In 78 regular season and postseason games, the Dodgers were shutout zero times and only held to one run three times. So it’s very unlikely the Rays would have been able to shutout the Dodgers, or even just held them to one run. Anything can happen in baseball, but the odds of beating the 2020 Dodgers while scoring just one run weren’t in the Rays favor.
What If?
Here’s a fun hypothetical question. Suppose Cash made the decision to keep Snell in the game. He makes a good pitch to Mookie Betts, but he still crushes it over the fence in center field because, well, he’s Mookie freaking Betts.
Would any reasonable person be blasting Cash for keeping Snell in the game? No. This is why a lot of people who hate analytics frustrate me. Do they hate on analytics when they help a team like the Rays get within two games of winning the World Series against the best team money can buy? No. Do they hate on analytics when the team with the largest analytics department in baseball wins the World Series? Nope. They only do it when it’s easy to hate on analytics.

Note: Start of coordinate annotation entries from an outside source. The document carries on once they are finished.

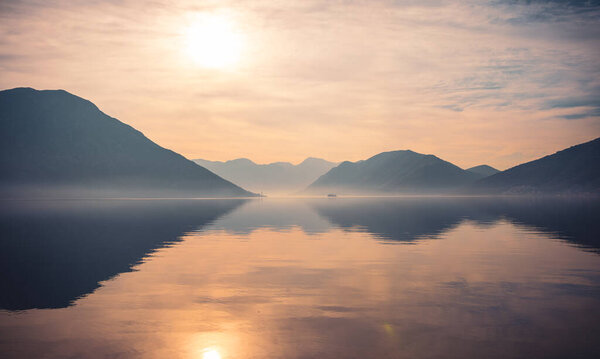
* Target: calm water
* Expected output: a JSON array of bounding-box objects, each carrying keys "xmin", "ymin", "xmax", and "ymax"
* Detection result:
[{"xmin": 0, "ymin": 198, "xmax": 600, "ymax": 359}]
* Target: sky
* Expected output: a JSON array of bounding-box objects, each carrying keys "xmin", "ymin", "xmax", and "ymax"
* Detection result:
[{"xmin": 0, "ymin": 0, "xmax": 600, "ymax": 169}]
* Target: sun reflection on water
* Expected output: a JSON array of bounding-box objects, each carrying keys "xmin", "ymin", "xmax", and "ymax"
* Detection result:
[{"xmin": 202, "ymin": 348, "xmax": 221, "ymax": 359}]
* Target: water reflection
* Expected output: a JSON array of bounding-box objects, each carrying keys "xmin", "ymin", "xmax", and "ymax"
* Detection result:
[
  {"xmin": 312, "ymin": 197, "xmax": 600, "ymax": 252},
  {"xmin": 0, "ymin": 200, "xmax": 243, "ymax": 310},
  {"xmin": 0, "ymin": 199, "xmax": 600, "ymax": 359}
]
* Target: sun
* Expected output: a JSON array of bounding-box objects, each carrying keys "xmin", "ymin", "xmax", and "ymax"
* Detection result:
[{"xmin": 184, "ymin": 14, "xmax": 244, "ymax": 69}]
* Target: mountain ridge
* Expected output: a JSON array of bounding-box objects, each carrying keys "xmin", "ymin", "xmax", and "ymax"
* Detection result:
[
  {"xmin": 193, "ymin": 157, "xmax": 336, "ymax": 194},
  {"xmin": 0, "ymin": 87, "xmax": 254, "ymax": 197}
]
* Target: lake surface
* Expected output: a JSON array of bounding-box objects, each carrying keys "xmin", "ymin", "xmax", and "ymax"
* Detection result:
[{"xmin": 0, "ymin": 198, "xmax": 600, "ymax": 359}]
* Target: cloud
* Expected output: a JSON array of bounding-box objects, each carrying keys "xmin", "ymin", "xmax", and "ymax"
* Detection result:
[{"xmin": 0, "ymin": 0, "xmax": 600, "ymax": 167}]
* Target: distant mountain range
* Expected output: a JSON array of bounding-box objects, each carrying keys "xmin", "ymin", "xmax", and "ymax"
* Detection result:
[
  {"xmin": 467, "ymin": 165, "xmax": 500, "ymax": 178},
  {"xmin": 306, "ymin": 138, "xmax": 600, "ymax": 194},
  {"xmin": 0, "ymin": 88, "xmax": 600, "ymax": 198},
  {"xmin": 307, "ymin": 150, "xmax": 481, "ymax": 194},
  {"xmin": 0, "ymin": 88, "xmax": 253, "ymax": 197},
  {"xmin": 193, "ymin": 157, "xmax": 337, "ymax": 194},
  {"xmin": 473, "ymin": 138, "xmax": 600, "ymax": 194}
]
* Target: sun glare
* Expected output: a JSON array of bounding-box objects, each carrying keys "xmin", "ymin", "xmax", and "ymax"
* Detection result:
[{"xmin": 185, "ymin": 15, "xmax": 244, "ymax": 69}]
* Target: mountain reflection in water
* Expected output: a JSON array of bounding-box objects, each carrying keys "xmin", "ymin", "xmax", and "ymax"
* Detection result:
[{"xmin": 0, "ymin": 198, "xmax": 600, "ymax": 359}]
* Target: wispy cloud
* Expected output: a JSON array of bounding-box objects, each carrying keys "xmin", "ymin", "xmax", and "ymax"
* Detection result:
[{"xmin": 0, "ymin": 0, "xmax": 600, "ymax": 167}]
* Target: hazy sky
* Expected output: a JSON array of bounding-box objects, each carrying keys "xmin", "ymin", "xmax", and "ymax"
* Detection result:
[{"xmin": 0, "ymin": 0, "xmax": 600, "ymax": 169}]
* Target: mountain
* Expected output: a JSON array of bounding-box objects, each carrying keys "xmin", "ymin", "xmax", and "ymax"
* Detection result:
[
  {"xmin": 307, "ymin": 150, "xmax": 479, "ymax": 194},
  {"xmin": 467, "ymin": 165, "xmax": 500, "ymax": 178},
  {"xmin": 473, "ymin": 138, "xmax": 600, "ymax": 194},
  {"xmin": 194, "ymin": 157, "xmax": 336, "ymax": 193},
  {"xmin": 0, "ymin": 88, "xmax": 252, "ymax": 197}
]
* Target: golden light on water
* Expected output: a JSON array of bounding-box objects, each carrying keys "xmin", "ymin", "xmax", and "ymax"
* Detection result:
[
  {"xmin": 202, "ymin": 349, "xmax": 221, "ymax": 359},
  {"xmin": 183, "ymin": 14, "xmax": 244, "ymax": 69}
]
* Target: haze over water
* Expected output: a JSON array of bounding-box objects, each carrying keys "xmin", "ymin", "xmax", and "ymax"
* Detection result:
[{"xmin": 0, "ymin": 197, "xmax": 600, "ymax": 359}]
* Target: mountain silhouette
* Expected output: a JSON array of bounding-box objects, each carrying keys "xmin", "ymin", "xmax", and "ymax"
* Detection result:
[
  {"xmin": 194, "ymin": 157, "xmax": 336, "ymax": 193},
  {"xmin": 0, "ymin": 88, "xmax": 252, "ymax": 197},
  {"xmin": 307, "ymin": 150, "xmax": 480, "ymax": 194},
  {"xmin": 0, "ymin": 199, "xmax": 246, "ymax": 310},
  {"xmin": 473, "ymin": 138, "xmax": 600, "ymax": 194},
  {"xmin": 467, "ymin": 165, "xmax": 500, "ymax": 178}
]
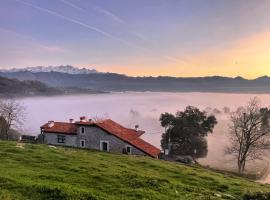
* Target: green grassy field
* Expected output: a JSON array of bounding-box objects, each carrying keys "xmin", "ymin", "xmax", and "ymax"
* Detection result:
[{"xmin": 0, "ymin": 142, "xmax": 270, "ymax": 200}]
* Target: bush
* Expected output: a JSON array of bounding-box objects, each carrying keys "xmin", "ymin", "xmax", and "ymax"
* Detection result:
[{"xmin": 243, "ymin": 192, "xmax": 270, "ymax": 200}]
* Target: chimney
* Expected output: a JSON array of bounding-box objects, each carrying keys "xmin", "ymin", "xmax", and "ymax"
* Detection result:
[
  {"xmin": 48, "ymin": 120, "xmax": 54, "ymax": 128},
  {"xmin": 135, "ymin": 125, "xmax": 139, "ymax": 131},
  {"xmin": 80, "ymin": 116, "xmax": 86, "ymax": 122}
]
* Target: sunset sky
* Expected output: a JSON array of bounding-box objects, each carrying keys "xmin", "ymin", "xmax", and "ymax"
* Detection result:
[{"xmin": 0, "ymin": 0, "xmax": 270, "ymax": 78}]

Critics of analytics will laugh at how badly an NHL team like the Arizona Coyotes do. Yet they’re silent when a team who makes really smart moves driven by analytics, such as the 2020 Tampa Bay Lightning, has success. It’s not genuine and it’s not honest. Every team uses analytics. This isn’t up for debate. It’s a fact.
Also, the numbers aren’t the problem. Numbers are facts. They give you results of events that occur. Facts can be misunderstood, interpreted incorrectly, and utilized inefficiently. So can numbers.
If you expect analytics to make decisions for you, you’re going to lose. But if you use them wisely, you’ll be much better off because of it.